Low power scanning electron micrograph of control stent (A) and 48 μCi stent (B) at 12 months. The entire control stent is endothelialised, whereas the 48 μCi stent is endothelialised at the ends (* in B). Parts of the central portion of the 48 μCi stent are non-endothelialised, and bare or partially covered struts are present. The transition zone between endothelialisation and non-endothelialisation is outlined in B and shown at medium power in C. Two areas are further magnified (arrow and box in C corresponding to D and E, respectively) to show adherent platelets and inflammatory cells on partially endothelialised (D) and non-endothelialised (E) parts of the stent. Bars = 0.5 mm in A and B, 0.1 mm in C, 0.01 mm in D and E. Reproduced from:

, with permission of the American Heart Association.

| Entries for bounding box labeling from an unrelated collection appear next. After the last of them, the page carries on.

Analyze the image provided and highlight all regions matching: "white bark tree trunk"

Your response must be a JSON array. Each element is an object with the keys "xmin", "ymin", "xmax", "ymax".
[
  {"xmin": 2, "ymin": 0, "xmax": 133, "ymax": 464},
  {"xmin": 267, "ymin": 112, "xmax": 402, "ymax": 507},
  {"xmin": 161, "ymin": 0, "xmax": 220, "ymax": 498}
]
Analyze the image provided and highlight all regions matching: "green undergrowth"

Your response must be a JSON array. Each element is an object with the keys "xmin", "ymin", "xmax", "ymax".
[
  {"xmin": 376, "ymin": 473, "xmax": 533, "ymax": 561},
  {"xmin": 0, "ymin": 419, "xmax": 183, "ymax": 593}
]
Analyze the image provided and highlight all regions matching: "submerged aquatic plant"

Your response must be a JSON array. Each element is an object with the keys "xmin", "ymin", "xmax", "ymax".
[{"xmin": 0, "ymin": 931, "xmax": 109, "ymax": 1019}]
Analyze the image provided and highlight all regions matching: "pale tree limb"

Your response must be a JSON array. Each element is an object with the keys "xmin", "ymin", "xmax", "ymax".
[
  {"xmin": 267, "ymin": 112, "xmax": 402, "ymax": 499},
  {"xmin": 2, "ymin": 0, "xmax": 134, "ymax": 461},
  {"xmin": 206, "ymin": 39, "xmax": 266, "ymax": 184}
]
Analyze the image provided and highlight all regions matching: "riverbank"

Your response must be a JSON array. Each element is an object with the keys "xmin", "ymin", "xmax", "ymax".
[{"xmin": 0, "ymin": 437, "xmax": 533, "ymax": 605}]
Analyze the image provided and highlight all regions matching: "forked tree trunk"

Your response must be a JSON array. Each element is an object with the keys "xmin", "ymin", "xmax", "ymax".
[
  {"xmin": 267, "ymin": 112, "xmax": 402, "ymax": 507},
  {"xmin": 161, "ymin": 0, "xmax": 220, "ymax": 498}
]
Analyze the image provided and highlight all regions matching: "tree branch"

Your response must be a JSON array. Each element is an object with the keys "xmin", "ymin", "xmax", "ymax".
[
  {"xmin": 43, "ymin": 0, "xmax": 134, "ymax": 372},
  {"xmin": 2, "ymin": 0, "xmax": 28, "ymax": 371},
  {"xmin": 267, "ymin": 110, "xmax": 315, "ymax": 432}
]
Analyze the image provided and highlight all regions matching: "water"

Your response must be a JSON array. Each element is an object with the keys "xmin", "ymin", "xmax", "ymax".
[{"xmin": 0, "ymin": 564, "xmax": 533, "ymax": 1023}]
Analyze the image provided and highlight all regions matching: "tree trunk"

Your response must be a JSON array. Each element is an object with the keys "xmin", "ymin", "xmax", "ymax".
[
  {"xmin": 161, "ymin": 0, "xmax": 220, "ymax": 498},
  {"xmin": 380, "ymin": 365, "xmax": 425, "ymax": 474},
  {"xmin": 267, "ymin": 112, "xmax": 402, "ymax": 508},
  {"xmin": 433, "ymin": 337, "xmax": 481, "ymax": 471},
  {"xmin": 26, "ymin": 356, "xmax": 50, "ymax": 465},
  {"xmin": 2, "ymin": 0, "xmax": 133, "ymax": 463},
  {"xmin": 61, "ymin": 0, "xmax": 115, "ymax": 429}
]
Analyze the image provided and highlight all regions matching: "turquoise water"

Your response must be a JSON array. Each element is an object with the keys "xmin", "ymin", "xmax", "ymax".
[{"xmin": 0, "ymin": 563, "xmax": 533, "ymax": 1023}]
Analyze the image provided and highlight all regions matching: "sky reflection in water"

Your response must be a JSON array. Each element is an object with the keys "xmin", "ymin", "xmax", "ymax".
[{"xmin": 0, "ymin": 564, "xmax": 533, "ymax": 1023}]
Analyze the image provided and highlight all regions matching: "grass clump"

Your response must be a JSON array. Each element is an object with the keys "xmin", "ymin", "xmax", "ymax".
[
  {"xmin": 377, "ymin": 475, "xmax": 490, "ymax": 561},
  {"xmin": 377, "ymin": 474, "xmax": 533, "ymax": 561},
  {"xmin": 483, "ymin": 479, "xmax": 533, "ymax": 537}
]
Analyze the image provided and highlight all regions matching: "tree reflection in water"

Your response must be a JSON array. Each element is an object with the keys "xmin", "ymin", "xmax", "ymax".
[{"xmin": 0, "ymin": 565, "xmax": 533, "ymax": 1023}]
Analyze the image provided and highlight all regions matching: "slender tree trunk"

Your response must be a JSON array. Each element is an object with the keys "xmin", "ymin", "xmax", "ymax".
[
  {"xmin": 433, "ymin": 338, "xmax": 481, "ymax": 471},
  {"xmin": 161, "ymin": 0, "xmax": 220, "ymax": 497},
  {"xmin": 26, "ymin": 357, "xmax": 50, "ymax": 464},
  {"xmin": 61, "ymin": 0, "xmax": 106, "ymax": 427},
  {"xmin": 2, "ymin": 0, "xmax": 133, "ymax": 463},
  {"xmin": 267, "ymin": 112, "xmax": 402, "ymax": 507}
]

Thrombus occurrence is the obligatory signature of a complicated vulnerable plaque. The thrombus formation may occur from elements issued from the plaque itself and/or the interaction between blood and activated platelets and dysfunctional endothelium. Several plaque components may be either directly or indirectly thrombogenic. Macrophage foam cells overexpress tissue factor.23 Tissue factor is a coagulation protein (via interaction with factor VII) that is secreted by the endothelium and macrophages, and is present in the plaque and in inflammatory conditions. It plays an important role in the thrombotic process. T lymphocytes induce tissue factor from macrophages. T lymphocytes, via the CD40 ligand, activate the macrophages and more particularly secretion of the tissue factor.13 Tissue factor secretion is also increased by oxidised LDL via the endothelial cells and smooth muscle cells. In vitro, oxidised LDL increases plasminogen activator inhibitor (PAI)-1, and decreases protein C and tissue plasminogen activator (t-PA) in endothelial cells. Lipoprotein Lp(a) participates in the promotion of thrombosis by interfering with plasminogen and overexpressing PAI-1. Increased concentrations of PAI-1 and apo(a) have been found in atherectomy samples of patients presenting with acute coronary syndromes; interestingly there was a correlation between concentrations of PAI-1 and apo(a) and macrophage density.24

Blood also plays a role in the occurrence of local thrombus formation. Platelet activation is prompted by collagen exposure from the subendothelium: this represents a simple substratum of acute thrombosis in the setting of plaque erosion. Inhibition of platelet activation is reduced in unstable plaque by reduction of prostacyclin. The nature of the plaque itself may also participate in the thrombus formation. CD44 and proteoglycans, namely versican and hyaluronan, were found in high concentrations in eroded plaques.25 It has been suggested that hyaluronan could be involved in the development of thrombosis. CD44 receptors mediate platelet adhesion to hyaluronan. Hyaluronan also increases fibrin formation. Together these elements may facilitate the occurrence of thrombus in eroded plaques.


The vulnerable plaque is a challenging, vexing topic. Pathologists have been most helpful in classifying the lesions. A basic approach with appropriate models is clearly necessary to address in vivo the issues regarding the mechanisms and treatment. It appears that rupture or erosion of the plaque are the leading causes of death, but we do not know whether other potential mechanism(s) may result in thrombus formation in vivo. Moreover, at our current level of knowledge, we are not able to declare any part of the arterial tree invulnerable. The concept of a vulnerable patient is growing over the concept of vulnerable plaque.